Bonn ‐ 40 Tage hat Jesus in der Wüste verbracht und gefastet. Einfach war das nicht, immerhin war er den Versuchungen des Teufels ausgesetzt - und hat widerstanden. Auch unsere drei fastenden katholisch.de-Redakteure kennen Versuchungen und machen ihre ganz eigenen Erfahrungen damit. Im zweiten Teil des Fasten-Blogs erzählen sie, welchen Verlockungen sie ausgesetzt sind und ob es einfach oder vielleicht doch manchmal schwierig ist Nein zu sagen.

  • Teilen:

Fleisch

Für mich ist die größte Fasten-Versuchung, mich nicht versucht zu fühlen. Zum Wesen des Fastens gehört der Verzicht. Davon kann man sich natürlich herausgefordert fühlen. Während man sich einer Herausforderung stellt, kann man einer Versuchung aber nur erliegen.

Ich verzichte während der Fastenzeit darauf, Fleisch zu essen. Das kann in unserer Versorgungsgesellschaft ein tatsächlicher Verzicht sein. Es ist selbstverständlich, zu jeder Tages- und Nachtzeit Fleisch essen zu können. Unser persönlicher und gesellschaftlicher Wohlstand ermöglicht uns das. Allerdings ist es genauso unproblematisch, sich fleischfrei zu ernähren. Jedes Restaurant hat vegetarische Gerichte auf der Karte, jeder Supermarkt hat ständig frisches Obst und Gemüse im Angebot und wer es wollte, könnte sogar Gemüse-Kebab essen. Der bloße Verzicht auf Fleisch ist gar nicht so schwer. Dieses Fastenopfer ist keine wirkliche Herausforderung, welche Versuchung sollte ich dann noch spüren?

Ich gehe in der Fastenzeit nicht in Sack und Asche, sondern "salbe mein Haar" (Mt 6, 17). Wenn anderen mein Fastenopfer auffällt und wir darüber ins Gespräch kommen, freue ich mich natürlich, aber ich dränge nicht darauf. Darin kann tatsächliche eine Herausforderung liegen – etwa bei der Einladung zum Essen. Bitte ich den Gastgeber, meine temporäre Essgewohnheit zu berücksichtigen? Posaune ich damit nicht meine Frömmigkeit vor mir her wie die Heuchler?

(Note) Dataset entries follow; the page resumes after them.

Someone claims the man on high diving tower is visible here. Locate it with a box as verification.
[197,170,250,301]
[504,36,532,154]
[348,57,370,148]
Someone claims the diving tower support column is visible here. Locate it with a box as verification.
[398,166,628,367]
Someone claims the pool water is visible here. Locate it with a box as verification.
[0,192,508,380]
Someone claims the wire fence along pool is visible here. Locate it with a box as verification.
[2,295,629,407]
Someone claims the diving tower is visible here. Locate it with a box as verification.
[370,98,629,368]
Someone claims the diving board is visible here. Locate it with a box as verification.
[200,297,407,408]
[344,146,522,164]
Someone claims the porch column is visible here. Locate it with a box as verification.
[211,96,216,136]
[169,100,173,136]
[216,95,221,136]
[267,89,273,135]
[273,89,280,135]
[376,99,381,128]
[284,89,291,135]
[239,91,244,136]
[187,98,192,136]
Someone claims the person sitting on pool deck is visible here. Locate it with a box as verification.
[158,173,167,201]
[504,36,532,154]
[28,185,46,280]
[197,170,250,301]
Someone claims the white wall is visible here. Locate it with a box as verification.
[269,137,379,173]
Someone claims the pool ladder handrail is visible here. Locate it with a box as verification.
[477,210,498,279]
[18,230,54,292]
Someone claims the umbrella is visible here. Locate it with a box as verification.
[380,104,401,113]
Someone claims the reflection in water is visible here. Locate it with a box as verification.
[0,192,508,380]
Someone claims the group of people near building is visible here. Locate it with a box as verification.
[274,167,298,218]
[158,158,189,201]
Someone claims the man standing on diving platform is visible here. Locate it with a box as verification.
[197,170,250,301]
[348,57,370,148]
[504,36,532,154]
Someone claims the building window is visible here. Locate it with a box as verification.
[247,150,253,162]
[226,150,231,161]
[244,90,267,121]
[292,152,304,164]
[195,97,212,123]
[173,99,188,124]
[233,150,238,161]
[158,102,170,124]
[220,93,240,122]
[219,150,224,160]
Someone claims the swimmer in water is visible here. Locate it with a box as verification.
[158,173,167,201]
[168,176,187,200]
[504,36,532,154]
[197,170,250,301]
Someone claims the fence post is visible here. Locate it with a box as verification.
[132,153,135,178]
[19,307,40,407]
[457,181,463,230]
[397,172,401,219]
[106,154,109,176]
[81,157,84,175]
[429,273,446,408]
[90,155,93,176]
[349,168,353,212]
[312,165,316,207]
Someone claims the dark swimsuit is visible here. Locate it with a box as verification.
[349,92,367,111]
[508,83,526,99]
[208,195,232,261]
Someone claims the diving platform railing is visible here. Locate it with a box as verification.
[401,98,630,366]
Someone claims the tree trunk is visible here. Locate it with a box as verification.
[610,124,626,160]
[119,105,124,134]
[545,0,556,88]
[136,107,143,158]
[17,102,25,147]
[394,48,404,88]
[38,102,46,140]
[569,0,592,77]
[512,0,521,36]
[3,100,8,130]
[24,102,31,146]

Dann fühle ich mich versucht, mein Fastenvorhaben zum Selbstzweck werden zu lassen. Das ist reizvoll, denn dann könnte ich behaupten, die Versuchung wäre stärker gewesen als ich. Dabei geht es mir gar nicht um den Verzicht, sondern vor allem um die Geisteshaltung. Ich will mich auch mit einer bewussteren Ernährung innerlich auf das Osterfest vorbereiten. Der Fleisch-Verzicht hilft mir dabei, ist aber nur Mittel zum Zweck. Die größte Versuchung liegt für mich darin, mich nicht von einer Regel versucht zu fühlen, die letztlich nur ein Hilfsmittel ist.

Süßigkeiten

Seit zwei Wochen spielen Süßigkeiten in meinem Leben keine Rolle mehr. Schön wäre es – denn leider ist es nicht so. Mir war gar nicht bewusst, wie überpräsent Süßes in meinem Leben ist. Sei es der übrig gebliebene Schokonikolaus im Vorratsschrank, das übervolle Süßigkeitenregal im Supermarkt oder der Süßigkeitenteller auf der Arbeit, der wie von Zauberhand immer wieder aufgefüllt wird. Egal, wo ich hinblicke – nur Süßigkeiten!

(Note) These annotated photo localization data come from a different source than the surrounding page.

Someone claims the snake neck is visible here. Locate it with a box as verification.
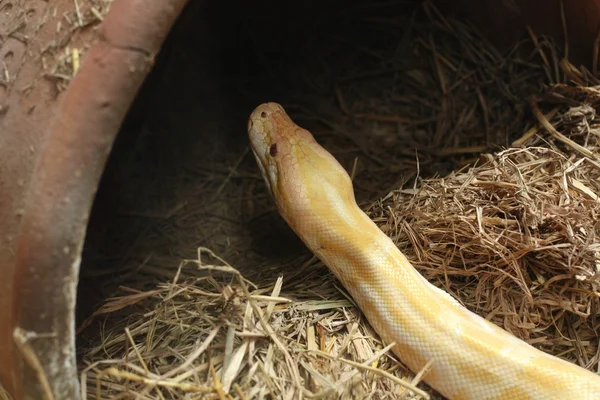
[288,198,422,292]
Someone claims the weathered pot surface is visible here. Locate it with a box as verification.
[0,0,188,398]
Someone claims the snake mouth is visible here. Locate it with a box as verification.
[248,127,277,200]
[248,103,283,200]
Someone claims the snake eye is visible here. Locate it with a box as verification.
[269,143,278,157]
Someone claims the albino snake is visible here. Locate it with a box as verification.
[248,102,600,399]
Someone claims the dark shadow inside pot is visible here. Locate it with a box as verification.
[78,0,428,329]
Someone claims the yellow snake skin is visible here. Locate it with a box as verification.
[248,102,600,399]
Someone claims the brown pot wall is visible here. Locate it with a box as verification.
[437,0,600,66]
[0,0,188,399]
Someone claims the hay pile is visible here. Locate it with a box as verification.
[77,3,600,400]
[368,83,600,368]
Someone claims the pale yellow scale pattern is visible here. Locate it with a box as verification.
[248,102,600,399]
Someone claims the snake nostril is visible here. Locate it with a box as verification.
[260,111,267,118]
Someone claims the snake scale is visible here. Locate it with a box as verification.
[248,102,600,399]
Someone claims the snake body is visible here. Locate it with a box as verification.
[248,102,600,399]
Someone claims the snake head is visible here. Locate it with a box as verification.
[248,103,315,216]
[248,102,355,227]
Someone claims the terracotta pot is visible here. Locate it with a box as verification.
[0,0,188,398]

Versuchungen sind allgegenwärtig und es ist nicht leicht, ihnen zu widerstehen. Gerne würde ich manchmal doch zugreifen und das Fasten einfach sein lassen. Einfach mal eine Ausnahme machen! Wie verlockend ist da übrigens die Regelung, dass die Fastensonntage keine Fastentage sind.

Mittlerweile glaube ich, dass Versuchungen zur Fastenzeit dazugehören. Denn wäre Fasten ohne Versuchung überhaupt richtiges Fasten? Nicht umsonst belächeln wir doch die, die sagen, sie verzichten aufs Autofahren und haben selbst kein Auto.

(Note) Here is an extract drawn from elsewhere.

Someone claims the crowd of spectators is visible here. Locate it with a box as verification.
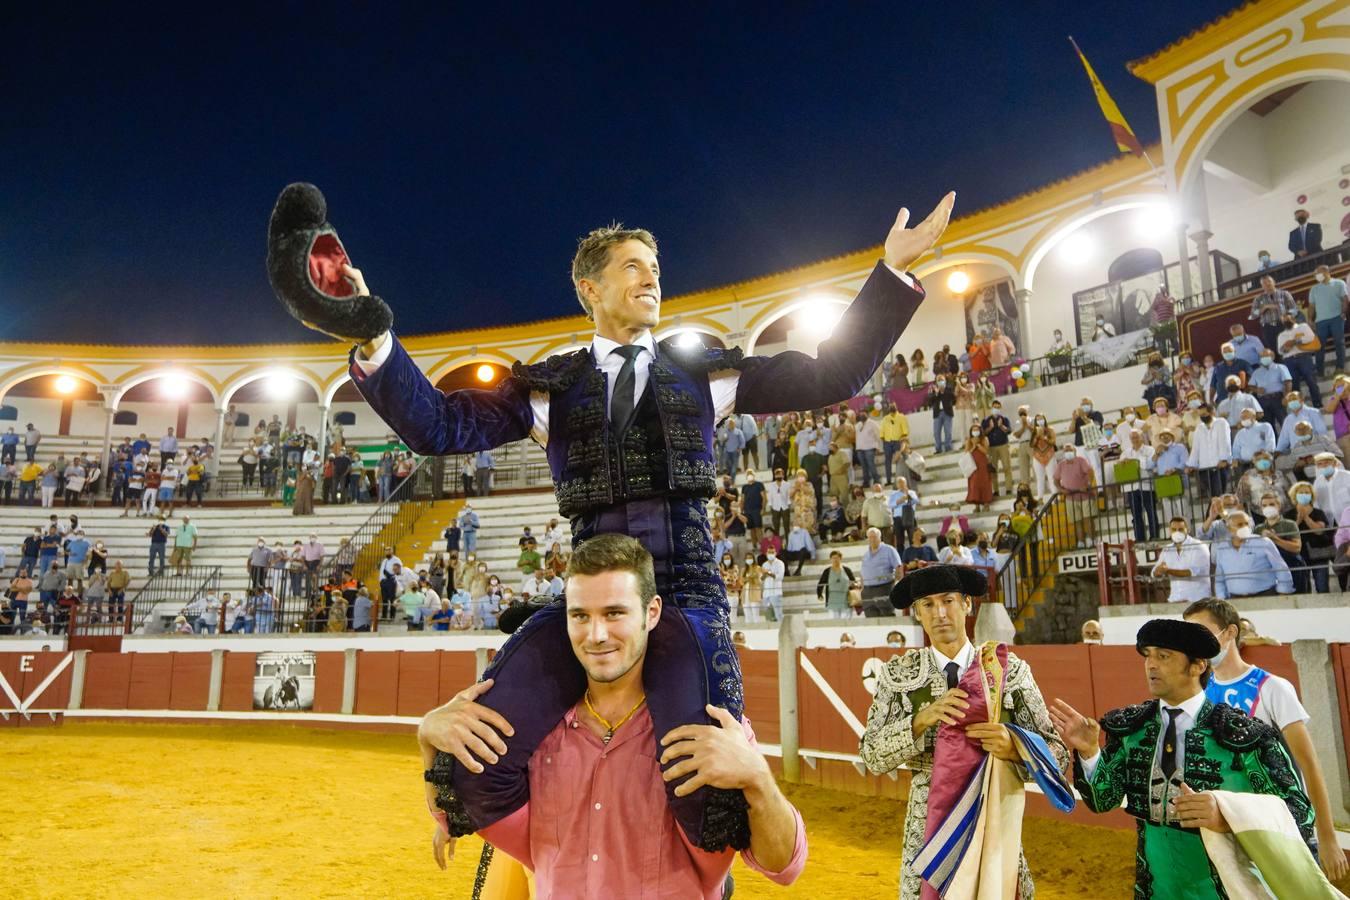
[0,514,131,635]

Fasten soll weh tun, finde ich. Nicht so, dass ich fürchterliche Schmerzen habe oder vor Entkräftung nichts mehr tun kann – aber diese Wochen vor Ostern sollten mich spüren lasse, dass ich auf etwas verzichte, was mir normalerweise wichtig ist. Das muss ich nicht vor mir hertragen und jedem vorjammern, wie gern ich doch auch etwas vom Schokokuchen haben möchte. Aber ich sollte es mir selbst klar machen, wenn ich Nein zur Versuchung sage. Und ich sollte ihr auch dankbar sein: Denn sie zeigt mir, dass Verzichten zwar nicht einfach, aber immer möglich ist. Und dass es manchmal einfach gut tut, Nein zu sagen.

Alkohol

Was bedeutet das überhaupt, in Versuchung geraten? Lauert die Versuchung "da draußen" und wartet nur darauf, über uns herzufallen? Sind es Situationen, Dinge oder unsere Mitmenschen, die uns in Versuchung führen? Oder ist die Versuchung nicht viel mehr Teil von uns selbst? Das Verlangen nach Konsum, nach Unterhaltung oder – wie im Fall von Adam und Eva – nach Erkenntnis?

Es wäre zu einfach, der Schlange die Schuld an allem zu geben. Denn dann könnten wir die Versuchung als etwas abtun, das lediglich von außen an uns herangetragen wird, das wir kaum beeinflussen können und an dem wir keine Mitschuld haben. Wir könnten vor ihr weglaufen und alle Situationen vermeiden, die uns schwach werden lassen.

In den 40 Tagen der Fastenzeit, in denen ich auf Alkohol verzichte, wird mir ganz besonders bewusst, wie oft wir Menschen kurz davor stehen, schwach zu werden. Und man vermutet schon fast eine Verschwörung, so oft wie einem bei allen möglichen Gelegenheiten ein Glas Wein oder eine Flasche Bier angeboten wird. Natürlich könnte ich einfach zu Hause bleiben und so dieser Herausforderung aus dem Weg gehen. Ich könnte mich auch darüber echauffieren, dass mir überhaupt Alkohol angeboten wird. Gibt es um mich herum denn nur Schlangen?

Doch dann besinne ich mich auf das, worum es beim Fasten geht. Dass ich diesen Verzicht selbst gewählt habe, dass er mir die Chance bietet, mich intensiv mit mir selbst zu beschäftigen und mich so besser kennenzulernen. Dazu gehört es dann auch, dass ich mir meine Schwächen eingestehe und die Schuld dafür nicht bei anderen suche. Nur wer bereit ist, in sich hinein zu horchen, der kann sich innerlich frei machen und Platz für Ostern und seine Botschaft schaffen.